Invece per l’avvocato Pablo Jurado, che rappresenta Claudia, Rita e Ana Maradona, tre delle sorelle di Diego, “la commissione medica non si è basata esclusivamente sullo studio del 2015 citato dalla difesa, ma ha analizzato diverse circostanze e studi medici provenienti da istituzioni differenti e relativi a periodi diversi della vita di Diego, che hanno determinato il danno alla sua salute. Anche se la commissione medica avesse ignorato quello specifico studio, sarebbe giunta alla stessa conclusione. Inoltre, il referto dell’autopsia è stato esaminato nel corso del processo. Pertanto, le conclusioni sarebbero state esattamente le stesse”.
La Nacion sottolinea che le conclusioni messe adesso in discussione furono consegnate alla procura alla fine di aprile 2021, cinque mesi dopo la morte di Maradona. In quel documento si legge tra le altre cose “l’operato dell’équipe medica che ha prestato soccorso a Diego Armando Maradona è stato inadeguato, carente e sconsiderato. E’ stato abbandonato al suo destino”.

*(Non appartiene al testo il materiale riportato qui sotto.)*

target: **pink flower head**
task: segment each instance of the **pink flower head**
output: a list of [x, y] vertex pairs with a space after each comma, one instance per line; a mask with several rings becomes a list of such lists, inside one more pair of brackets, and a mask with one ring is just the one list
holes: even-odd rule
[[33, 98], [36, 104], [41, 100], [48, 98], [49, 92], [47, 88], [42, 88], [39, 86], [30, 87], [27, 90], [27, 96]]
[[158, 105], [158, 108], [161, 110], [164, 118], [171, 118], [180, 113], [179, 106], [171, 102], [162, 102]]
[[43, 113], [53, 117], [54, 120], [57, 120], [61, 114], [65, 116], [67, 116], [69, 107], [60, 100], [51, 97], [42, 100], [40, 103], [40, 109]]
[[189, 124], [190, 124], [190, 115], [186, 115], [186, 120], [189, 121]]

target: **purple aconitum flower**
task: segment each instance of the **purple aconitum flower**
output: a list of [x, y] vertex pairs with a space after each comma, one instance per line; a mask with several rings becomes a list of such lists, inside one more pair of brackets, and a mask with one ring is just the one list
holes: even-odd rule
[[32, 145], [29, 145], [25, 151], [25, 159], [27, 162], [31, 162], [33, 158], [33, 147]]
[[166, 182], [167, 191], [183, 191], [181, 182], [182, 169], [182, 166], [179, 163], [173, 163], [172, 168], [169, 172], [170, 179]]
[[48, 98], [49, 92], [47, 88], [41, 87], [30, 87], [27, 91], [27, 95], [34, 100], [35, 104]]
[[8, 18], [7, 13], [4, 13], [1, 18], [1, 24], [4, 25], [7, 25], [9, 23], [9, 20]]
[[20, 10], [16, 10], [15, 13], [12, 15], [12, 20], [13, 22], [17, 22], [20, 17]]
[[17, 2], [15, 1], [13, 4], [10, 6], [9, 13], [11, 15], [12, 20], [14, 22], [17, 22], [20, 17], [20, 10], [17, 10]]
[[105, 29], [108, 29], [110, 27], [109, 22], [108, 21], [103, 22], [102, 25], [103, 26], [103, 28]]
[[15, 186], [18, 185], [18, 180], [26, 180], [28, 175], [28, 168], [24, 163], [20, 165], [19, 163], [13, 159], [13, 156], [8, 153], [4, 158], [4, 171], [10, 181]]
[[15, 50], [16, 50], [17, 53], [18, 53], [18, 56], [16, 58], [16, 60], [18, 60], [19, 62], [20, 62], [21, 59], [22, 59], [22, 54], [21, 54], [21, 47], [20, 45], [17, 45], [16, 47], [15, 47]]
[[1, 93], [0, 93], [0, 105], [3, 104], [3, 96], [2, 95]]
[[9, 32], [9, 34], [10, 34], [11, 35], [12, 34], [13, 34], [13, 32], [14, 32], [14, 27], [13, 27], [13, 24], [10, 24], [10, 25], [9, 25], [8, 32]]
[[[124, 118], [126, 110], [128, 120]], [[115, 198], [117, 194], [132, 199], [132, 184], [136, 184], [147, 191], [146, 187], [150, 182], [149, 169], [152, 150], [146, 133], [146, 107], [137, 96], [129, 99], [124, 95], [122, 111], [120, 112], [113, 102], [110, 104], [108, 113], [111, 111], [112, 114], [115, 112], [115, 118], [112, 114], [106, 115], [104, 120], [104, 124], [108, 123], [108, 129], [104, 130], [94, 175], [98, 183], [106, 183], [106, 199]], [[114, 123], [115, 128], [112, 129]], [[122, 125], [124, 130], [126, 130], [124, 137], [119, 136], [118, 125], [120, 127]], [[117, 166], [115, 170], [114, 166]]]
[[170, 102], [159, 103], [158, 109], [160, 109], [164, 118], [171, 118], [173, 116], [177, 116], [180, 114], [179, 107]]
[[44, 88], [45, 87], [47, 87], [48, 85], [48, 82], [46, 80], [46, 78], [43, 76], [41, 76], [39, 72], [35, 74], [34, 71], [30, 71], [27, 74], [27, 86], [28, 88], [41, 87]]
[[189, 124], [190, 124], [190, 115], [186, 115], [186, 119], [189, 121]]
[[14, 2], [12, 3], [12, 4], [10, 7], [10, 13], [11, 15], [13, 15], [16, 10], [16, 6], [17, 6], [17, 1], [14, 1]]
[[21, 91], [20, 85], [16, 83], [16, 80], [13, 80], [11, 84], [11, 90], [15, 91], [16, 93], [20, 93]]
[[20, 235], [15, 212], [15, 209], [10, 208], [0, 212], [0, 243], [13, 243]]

La Commissione di periti ormai è bruciata
La commissione era composta dal direttore della Medicina Legale della polizia di Buenos Aires, Carlos Cassinelli; il capo del Corpo Medico di San Isidro, Federico Corasaniti; il direttore dell’Obitorio di San Isidro, Agustín Grimoldi Vázquez; il direttore dell’Obitorio di La Plata, Javier Grubisa; il primario di Cardiologia dell’Ospedale Centrale di San Isidro, Gustavo Di Niro; Enrique Gallego, psichiatra del Corpo Medico Scientifico di Polizia; lo psichiatra José Luis Covelli, primario del dipartimento di Medicina Legale dell’Università di Buenos Aires; Carlos Damín, primario di Tossicologia dell’Ospedale Fernández; Hernán Trimarchi, primario del servizio di Nefrologia dell’Ospedale Britannico; e Fernando Cairo, membro del servizio di Epatologia e Trapianti di Fegato dell’Ospedale Britannico.

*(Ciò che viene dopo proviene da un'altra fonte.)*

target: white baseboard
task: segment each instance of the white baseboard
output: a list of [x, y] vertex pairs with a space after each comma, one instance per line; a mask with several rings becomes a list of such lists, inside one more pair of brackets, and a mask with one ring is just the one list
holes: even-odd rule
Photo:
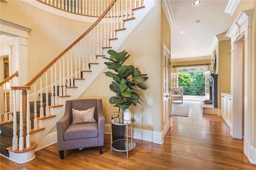
[[57, 143], [57, 132], [47, 134], [42, 142], [38, 144], [35, 151], [37, 151], [56, 143]]
[[[105, 133], [110, 133], [110, 124], [105, 124], [104, 128]], [[128, 132], [130, 133], [131, 131], [130, 126], [128, 128]], [[162, 132], [154, 132], [152, 130], [144, 130], [133, 127], [132, 128], [132, 137], [133, 138], [161, 144], [163, 142], [163, 140], [162, 141], [162, 136], [163, 135], [163, 133]], [[130, 136], [130, 134], [128, 134], [128, 136]]]

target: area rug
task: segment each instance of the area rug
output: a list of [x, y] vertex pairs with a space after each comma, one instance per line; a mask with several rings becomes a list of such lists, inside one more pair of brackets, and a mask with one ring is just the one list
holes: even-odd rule
[[188, 116], [189, 103], [172, 103], [172, 115], [173, 116]]

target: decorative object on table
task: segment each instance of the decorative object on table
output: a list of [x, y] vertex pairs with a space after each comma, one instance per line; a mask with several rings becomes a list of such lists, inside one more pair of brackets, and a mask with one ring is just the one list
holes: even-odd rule
[[211, 74], [214, 74], [216, 63], [216, 51], [214, 50], [212, 55], [212, 61], [211, 61], [210, 72]]
[[[135, 92], [138, 91], [137, 87], [142, 90], [147, 88], [142, 84], [148, 79], [146, 74], [141, 74], [138, 68], [135, 68], [132, 65], [124, 65], [124, 62], [130, 57], [130, 54], [124, 50], [117, 53], [112, 49], [108, 51], [110, 55], [109, 58], [103, 58], [110, 61], [105, 62], [108, 68], [113, 70], [115, 73], [110, 71], [105, 73], [106, 75], [113, 79], [114, 81], [109, 86], [110, 89], [116, 93], [115, 96], [112, 96], [109, 99], [109, 103], [114, 105], [114, 107], [119, 107], [118, 112], [122, 110], [122, 117], [124, 118], [124, 112], [131, 105], [136, 106], [137, 103], [141, 104], [139, 102], [140, 96]], [[130, 117], [131, 119], [131, 116]], [[125, 119], [131, 119], [126, 117]], [[130, 120], [126, 120], [129, 121]]]
[[205, 104], [212, 104], [213, 102], [210, 99], [205, 99], [203, 101]]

La cartella medica del padre di Diego esaminata per sbaglio riguarda esami medici il 3 maggio 2015 presso la Clinica Los Arcos di Palermo: glicemia, urea ed emocromo completo, tra gli altri. Il 3 maggio 2015 – continua il giornale argentino – Maradona non si trovava in Argentina: viveva a Dubai, dove lavorava come allenatore. “Fonti a conoscenza della situazione spiegano che l’errore derivava dal fatto che la cartella clinica del padre di Maradona era identificata come “Diego Armando Maradona”, mentre Don Diego non aveva un secondo nome. Si chiamava semplicemente Diego”.